SEP 16, 2024 6:30 PM PDT

Varied Tasks Better than Repetition for Old Age Cognition

WRITTEN BY: Annie Lennon

Engaging in multiple types of memory training exercises- as opposed to repetitive tasks- helps older adults improve their working memory. The findings offer insights into improving cognition in older people. The corresponding study was published in Intelligence.

In a 1978 study, researchers found that children who practiced tossing a beanbag at varied distances were more likely to hit their targets than children who practiced tossing from a set distance. 

This effect also rings true in other domains. World-class athletes specializing in one sport are more likely to have had early experience in multiple sports than national-class athletes. Meanwhile, Nobel laureates are more likely to have had early study and work experiences beyond their discipline than nationally acclaimed award winners. 

Such observations motivated the researchers behind the current study to question whether varied training could aid cognitive learning too- and specifically, working memory.

“We chose working memory because it is a core ability needed to engage with reality and construct knowledge. It underpins language comprehension, reasoning, problem-solving, and many sorts of everyday cognition, " said lead author of the study, Elizabeth A. L. Stine-Morrow, a Beckman researcher and professor emerita of educational psychology at the University of Illinois at Urbana-Champaign, in a press release.

For the study, the researchers recruited 90 participants aged between 60 and 87 years old. To begin, the researchers assessed participants' reading span: their ability to remember information while reading something unrelated.

In this case, reading span was assessed by asking participants to read and comprehend a series of logical and illogical sentences and then recall the letters in the correct order. The more letters they recalled in the right order, the better their working memory. 

After the initial test, each participant was trained in one of four practice regimens for two weeks: the reading span test used in the final assessment, a new working memory activity, multiple working memory activities, or a control task unrelated to working memory. Prior to the final assessment and for the following two weeks, all participants practiced a variation of the reading span task.
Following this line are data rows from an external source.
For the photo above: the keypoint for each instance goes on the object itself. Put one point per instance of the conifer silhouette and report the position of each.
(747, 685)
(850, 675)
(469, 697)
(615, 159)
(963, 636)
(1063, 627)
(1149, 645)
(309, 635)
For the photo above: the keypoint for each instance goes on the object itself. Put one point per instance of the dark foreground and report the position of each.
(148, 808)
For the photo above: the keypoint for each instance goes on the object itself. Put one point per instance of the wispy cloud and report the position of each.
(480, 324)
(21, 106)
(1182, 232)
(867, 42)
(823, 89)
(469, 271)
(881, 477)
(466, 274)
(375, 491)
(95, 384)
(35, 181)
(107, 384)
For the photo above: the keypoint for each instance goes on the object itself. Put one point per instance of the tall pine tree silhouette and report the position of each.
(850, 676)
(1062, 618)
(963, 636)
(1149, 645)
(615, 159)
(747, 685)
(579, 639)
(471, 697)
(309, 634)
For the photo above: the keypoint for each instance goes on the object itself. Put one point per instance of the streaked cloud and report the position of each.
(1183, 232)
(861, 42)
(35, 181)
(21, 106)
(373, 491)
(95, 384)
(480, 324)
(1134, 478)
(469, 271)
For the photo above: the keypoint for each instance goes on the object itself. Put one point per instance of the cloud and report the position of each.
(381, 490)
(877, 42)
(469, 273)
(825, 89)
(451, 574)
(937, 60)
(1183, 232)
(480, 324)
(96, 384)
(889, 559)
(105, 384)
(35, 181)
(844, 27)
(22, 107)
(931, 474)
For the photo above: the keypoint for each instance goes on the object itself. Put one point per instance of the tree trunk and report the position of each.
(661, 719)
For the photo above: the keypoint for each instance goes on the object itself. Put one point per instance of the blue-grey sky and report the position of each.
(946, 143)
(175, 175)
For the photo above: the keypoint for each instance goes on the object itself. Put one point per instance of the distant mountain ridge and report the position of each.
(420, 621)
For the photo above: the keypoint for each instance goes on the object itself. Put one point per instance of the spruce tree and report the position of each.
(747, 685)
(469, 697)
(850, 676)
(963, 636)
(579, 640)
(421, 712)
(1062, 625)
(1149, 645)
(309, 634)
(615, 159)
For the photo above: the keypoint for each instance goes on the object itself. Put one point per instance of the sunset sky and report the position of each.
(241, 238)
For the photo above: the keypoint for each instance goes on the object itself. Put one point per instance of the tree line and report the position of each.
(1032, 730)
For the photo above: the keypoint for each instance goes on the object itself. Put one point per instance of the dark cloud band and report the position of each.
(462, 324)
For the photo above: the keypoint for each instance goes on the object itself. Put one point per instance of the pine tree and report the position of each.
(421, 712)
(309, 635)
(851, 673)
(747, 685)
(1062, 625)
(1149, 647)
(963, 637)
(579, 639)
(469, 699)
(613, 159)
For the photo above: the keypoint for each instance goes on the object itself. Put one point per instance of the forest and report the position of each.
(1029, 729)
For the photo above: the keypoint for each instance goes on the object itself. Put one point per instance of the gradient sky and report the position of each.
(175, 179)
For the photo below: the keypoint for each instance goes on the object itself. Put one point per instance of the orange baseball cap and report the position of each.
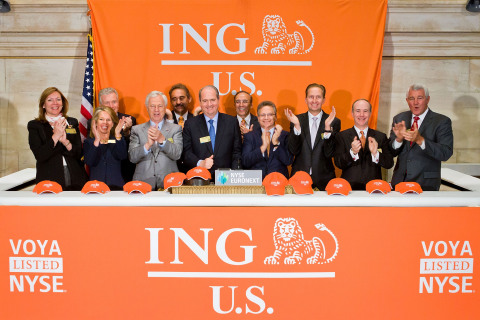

Ultimately, the researchers found that those who practiced with multiple working memory activities experienced the most improvement in working memory, and that they also outperformed those who had only rehearsed the reading span task throughout the training period. They noted, however, that the mixed practice group did not immediately outperform others. 

“They needed to work for it,” said Stine-Morrow, “Mixed practice did not directly lead to better performance; it led to better learning. That group was the slowest to improve on the reading span task, but they ultimately reached the highest peak.”

Stine-Morrow noted that varied practice may have promoted skill development via ‘mutualism’, defined as ‘mutual growth among closely related abiilties’. She added that scaling up this principle and combining it with different kinds of skills may demonstrate broader effects. 

 

Sources: Intelligence, Neuroscience News

About the Author
Bachelor's (BA/BS/Other)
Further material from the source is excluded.